Warmwasser durch den Boiler kommt zustande, indem der Boiler warmes Wasser vorrätig erwärmt und für den Gebrauch bereithält. Er ist also ein Warmwasserspeicher im Gegensatz zu einem Gerät, das direkt beim Gebrauch Warmwasser zubereitet. Der Boiler hat den großen Vorteil, dass er nicht nur selbst Wärme erzeugt, um das Wasser zu erwärmen und danach auch warm zu halten, sondern auch warmes Wasser speichert. So kann man das vorrätig gespeicherte Wasser verwenden, ohne darauf warten zu müssen bis das kalte Wasser erwärmt wurde. Das ist nämlich der Nachteil eines Durchlauferhitzers, der nur bei Bedarf Warmwasser erzeugt.
Kosten für den Boiler
Die Anschaffungskosten eines Warmwasserspeichers für einen Privathaushalt sind von der Größe und der jeweiligen Funktionen abhängig und können zwischen 100 € und 300 € liegen. Was die Leistung betrifft, lohnt es sich einen Warmwasser durch den Boiler zu generieren, wenn rund um die Uhr warmes Wasser benötigt wird. Wird das vorrätige Warmwasser nicht häufig genutzt, kommt zu es zu einem erheblichen Wärmeverlust, da das Wasser dennoch automatisch immer wieder angeheizt wird. Den Wärmeverlust kann man dadurch verringern, wenn man das Gerät zum Beispiel nach Feierabend oder wenn man längere Zeit aus der Wohnung geht, ausschaltet. Zudem kann man mit einer Zeitschaltuhr, die eine Erwärmung des Wassers nach einem Zeitraum selbst bestimmt, die Verluste verringern. Dennoch muss man beim Warmwasser durch den Boiler im Vergleich zu alternativen Geräten wie dem Durchlauferhitzer mit höheren Wärmeverlusten rechnen.

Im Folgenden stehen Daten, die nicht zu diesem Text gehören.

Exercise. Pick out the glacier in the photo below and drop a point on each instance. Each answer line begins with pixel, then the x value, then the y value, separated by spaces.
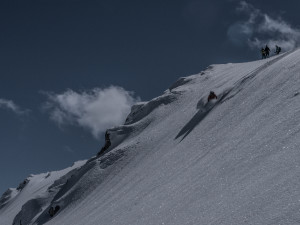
pixel 180 161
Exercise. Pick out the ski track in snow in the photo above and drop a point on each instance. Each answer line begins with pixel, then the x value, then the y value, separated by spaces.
pixel 179 160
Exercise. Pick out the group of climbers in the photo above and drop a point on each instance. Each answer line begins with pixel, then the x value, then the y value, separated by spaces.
pixel 265 52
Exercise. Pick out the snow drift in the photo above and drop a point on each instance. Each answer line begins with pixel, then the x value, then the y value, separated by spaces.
pixel 179 160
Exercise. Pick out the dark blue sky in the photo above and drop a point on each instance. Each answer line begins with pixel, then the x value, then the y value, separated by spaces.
pixel 142 46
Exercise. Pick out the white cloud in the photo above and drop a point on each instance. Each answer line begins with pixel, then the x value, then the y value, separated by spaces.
pixel 10 105
pixel 95 110
pixel 261 29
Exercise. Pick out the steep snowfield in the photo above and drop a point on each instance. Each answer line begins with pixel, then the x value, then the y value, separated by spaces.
pixel 178 160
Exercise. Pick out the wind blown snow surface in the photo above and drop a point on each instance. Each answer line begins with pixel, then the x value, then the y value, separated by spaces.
pixel 178 160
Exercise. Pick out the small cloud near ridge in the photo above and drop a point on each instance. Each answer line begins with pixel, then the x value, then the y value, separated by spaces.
pixel 10 105
pixel 95 110
pixel 260 29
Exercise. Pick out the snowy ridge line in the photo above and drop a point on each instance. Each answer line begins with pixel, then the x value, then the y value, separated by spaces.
pixel 179 160
pixel 238 85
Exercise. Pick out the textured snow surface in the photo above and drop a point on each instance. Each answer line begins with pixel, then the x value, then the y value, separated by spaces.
pixel 178 160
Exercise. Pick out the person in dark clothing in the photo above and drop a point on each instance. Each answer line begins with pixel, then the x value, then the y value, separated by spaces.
pixel 263 53
pixel 278 50
pixel 267 51
pixel 106 145
pixel 211 96
pixel 51 211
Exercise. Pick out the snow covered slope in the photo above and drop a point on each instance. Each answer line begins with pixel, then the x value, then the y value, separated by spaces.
pixel 178 160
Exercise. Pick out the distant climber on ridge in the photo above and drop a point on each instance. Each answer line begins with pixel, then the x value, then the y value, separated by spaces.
pixel 267 51
pixel 263 53
pixel 211 96
pixel 107 143
pixel 278 50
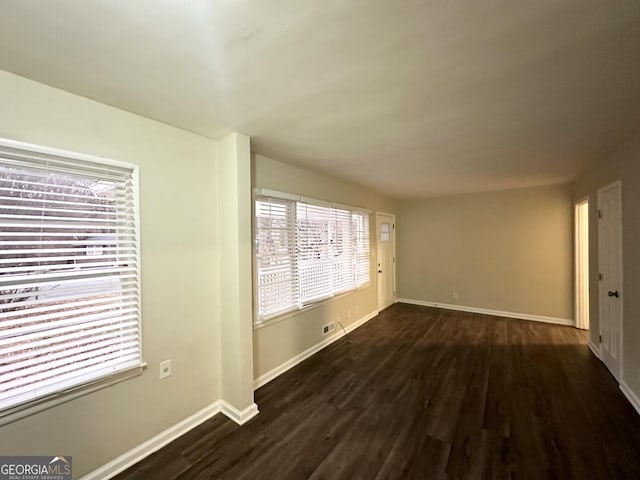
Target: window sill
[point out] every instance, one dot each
(305, 308)
(18, 412)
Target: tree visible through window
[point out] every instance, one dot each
(69, 286)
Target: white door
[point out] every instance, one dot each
(386, 230)
(610, 271)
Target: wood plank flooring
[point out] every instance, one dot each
(424, 393)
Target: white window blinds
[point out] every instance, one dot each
(306, 252)
(69, 277)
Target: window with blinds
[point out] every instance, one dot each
(69, 272)
(307, 252)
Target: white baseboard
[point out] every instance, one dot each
(632, 397)
(145, 449)
(239, 416)
(497, 313)
(292, 362)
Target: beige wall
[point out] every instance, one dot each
(280, 341)
(179, 275)
(509, 251)
(623, 165)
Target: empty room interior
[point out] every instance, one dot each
(328, 240)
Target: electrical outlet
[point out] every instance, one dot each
(328, 328)
(165, 369)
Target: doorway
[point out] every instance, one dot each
(610, 275)
(581, 236)
(386, 241)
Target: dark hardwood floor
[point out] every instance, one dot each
(425, 393)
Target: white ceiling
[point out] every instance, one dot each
(412, 98)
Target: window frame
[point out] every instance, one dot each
(295, 309)
(39, 154)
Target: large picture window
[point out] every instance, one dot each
(69, 277)
(307, 251)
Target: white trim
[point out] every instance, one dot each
(239, 416)
(292, 362)
(497, 313)
(632, 397)
(393, 260)
(266, 192)
(56, 152)
(136, 454)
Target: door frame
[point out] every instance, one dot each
(393, 261)
(581, 261)
(618, 186)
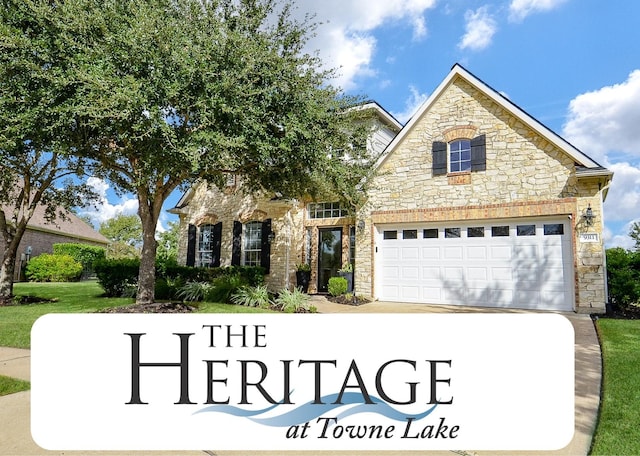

Alternativen zum Warmwasserspeicher
Durchlauferhitzer sind Geräte, die nur dann warmes Wasser zur Verfügung stellen, wenn es tatsächlich gebraucht wird. Man muss nur lediglich einige Minuten darauf warten bis das Wasser erwärmt ist. Diese Geräte eignen sich vor allem für Singlehaushalte oder kleine Haushalte, da sie im Vergleich zum Warmwasser durch den Boiler geringere Wärmeverluste produzieren. Da sich die Kosten für Strom und Gas stetig erhöhen, empfiehlt sich eine Kostenberechnung für den eigenen Haushalt mit dem jeweiligen Wasserverbrauch und die Überlegung, ob Warmwasser vorrätig benötigt wird. Denn für die ständige vorrätige Erwärmung wird sehr viel Strom bzw. Gas verbraucht. Somit hat der Verbraucher am Ende nicht nur Kosten für den Wasserverbrauch, sondern auch höhere Kosten für den Energieträger zu zahlen.